Aku langsung memberi instruksi kepada maba, “Ini adalah sesi permainan. Saya minta kalian semua berembuk dengan satu kelompok sesuai dengan kelompok meja kalian. Hubungkanlah 9 titik seperti yang ada di kertas ini hanya dengan 4 garis namun terhubung secara berkesinambungan tanpa putus. Saya beri waktu 5 menit dari sekarang . yang sudah menemukan jawabannya silakan angkat tangan.” Aku mulai berdiskusi dengan teman yang juga ke depan saat itu. Karena kami berdua juga belum tahu jawabannya. Belum sampai kami menemukan jawaban, ternyata ada kelompok lain yang telah lebih dulu mengangkat tangan. Itulah kelompok meja yang kutinggalkan tadi.
Sungguh
diluar dugaanku. Hikmah yang aku ambil dipermainan ini adalah keharusan
seseorang untuk mampu berfikir kreatif dan keluar dari jalan biasa untuk mampu
menemukan solusi. Selalu optimis bahwa manusia diciptakan oleh Allah SWT.
lengkap dengan akal, rasa, cipta, dan karsa.hingga muncul pernyataan “Kamu
mampu mengubah hal yang tidak mungkin menjadi mungkin, Tam!!!”
[Kamis, 18 Oktober
2012]
Menginjak hari kedua pembukaan
penerimaan maba SBM ini, acara outbound
adalah acara inti yang akan memenuhi rangkaiaa hingga hari ketiga. Pukul 06.00
WIB aku berhasil tepat waktu hadir digedung Kresna SBM dengan standardisasi jam
di telepon genggamku. Beda ceritanya kalau menggunakan standar waktu pada
arloji trainer, maka aku tergolong orang-orang yang terlambat.
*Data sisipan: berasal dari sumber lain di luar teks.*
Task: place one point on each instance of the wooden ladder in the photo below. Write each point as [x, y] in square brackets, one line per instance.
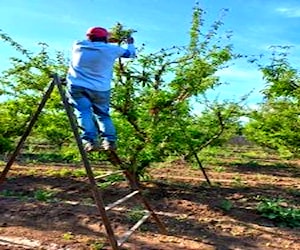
[115, 242]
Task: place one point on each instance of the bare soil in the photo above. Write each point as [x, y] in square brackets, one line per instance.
[194, 213]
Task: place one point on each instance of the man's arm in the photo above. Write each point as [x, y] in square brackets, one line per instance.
[130, 51]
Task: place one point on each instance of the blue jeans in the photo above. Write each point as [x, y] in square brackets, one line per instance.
[93, 113]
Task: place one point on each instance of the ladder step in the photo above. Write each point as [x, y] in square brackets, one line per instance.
[118, 202]
[107, 174]
[127, 234]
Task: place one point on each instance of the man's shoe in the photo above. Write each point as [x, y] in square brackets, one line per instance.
[91, 146]
[108, 145]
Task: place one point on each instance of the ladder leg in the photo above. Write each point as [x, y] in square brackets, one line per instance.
[94, 188]
[133, 183]
[27, 131]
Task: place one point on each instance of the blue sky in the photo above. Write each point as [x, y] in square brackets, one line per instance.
[256, 25]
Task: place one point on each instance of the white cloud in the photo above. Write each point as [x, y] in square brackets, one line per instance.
[289, 12]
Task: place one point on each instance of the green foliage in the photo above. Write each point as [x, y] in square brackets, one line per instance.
[280, 214]
[23, 86]
[6, 145]
[276, 123]
[151, 99]
[111, 180]
[226, 205]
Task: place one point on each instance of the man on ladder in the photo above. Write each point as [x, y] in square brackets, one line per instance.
[89, 86]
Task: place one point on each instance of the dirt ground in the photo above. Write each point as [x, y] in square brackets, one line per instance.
[196, 215]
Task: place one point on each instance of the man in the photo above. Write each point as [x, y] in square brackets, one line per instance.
[89, 83]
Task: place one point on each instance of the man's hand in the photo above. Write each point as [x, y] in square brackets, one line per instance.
[130, 40]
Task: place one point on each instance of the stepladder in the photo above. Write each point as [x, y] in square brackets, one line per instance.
[116, 241]
[135, 192]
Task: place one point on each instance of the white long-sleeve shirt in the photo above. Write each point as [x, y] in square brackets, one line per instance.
[92, 64]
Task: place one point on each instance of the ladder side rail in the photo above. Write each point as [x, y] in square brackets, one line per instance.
[27, 131]
[120, 201]
[133, 183]
[127, 234]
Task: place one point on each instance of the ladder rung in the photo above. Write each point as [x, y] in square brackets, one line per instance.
[108, 174]
[118, 202]
[127, 234]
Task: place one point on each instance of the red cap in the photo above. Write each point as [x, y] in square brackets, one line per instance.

Master of training, pak Stenlay, memimpin
pemanasan dengan gerakan ringan untuk memicu semangat dan kerja otot. Kelompok
Matahari, ya...itulah kelompokku untuk outbound
selama 2 hari itu. Mereka yang beruntung sekelompok dengan aku adalah Iman,
Icha, Dwi, Fauzan, Aulia, dan Yusuf. Maha Suci Tuhanku, Allah SWT. telah
mengelompokkan aku dengan orang-orang yang tangguh, optimisme tinggi, dan ulet.
Terbukti di awal ketika kekompakan kami diuji dengan menampilkan yel-yel.
Inilah lirik lagu yang membuat kami merasa saling memiliki:
(dilantunkan dengan
nada lagu Burung Kakatua)
Kami Matahari....(matahari), Studi di ITB.....(di ITB)
Juga
di Seamolec....(di Seamolec), Kan jadi
juragan....
Matahari!!! Ha’ ha’ ha’
Selajutnya semua maba
dikumpulkan karena akan ada presentasi inspirasi dari pak Stanley. Beliau
meminta 1 cincin emas yang dimiliki maba. Dan saat itu, cincin milik Dwi
dilepas dan diberikan ke pak Stanley. Sambil memegang cincin itu diperhatikan
betul-betul oleh Bapak. “Kalian tahu cincin emas ini sekarang harganya berapa?”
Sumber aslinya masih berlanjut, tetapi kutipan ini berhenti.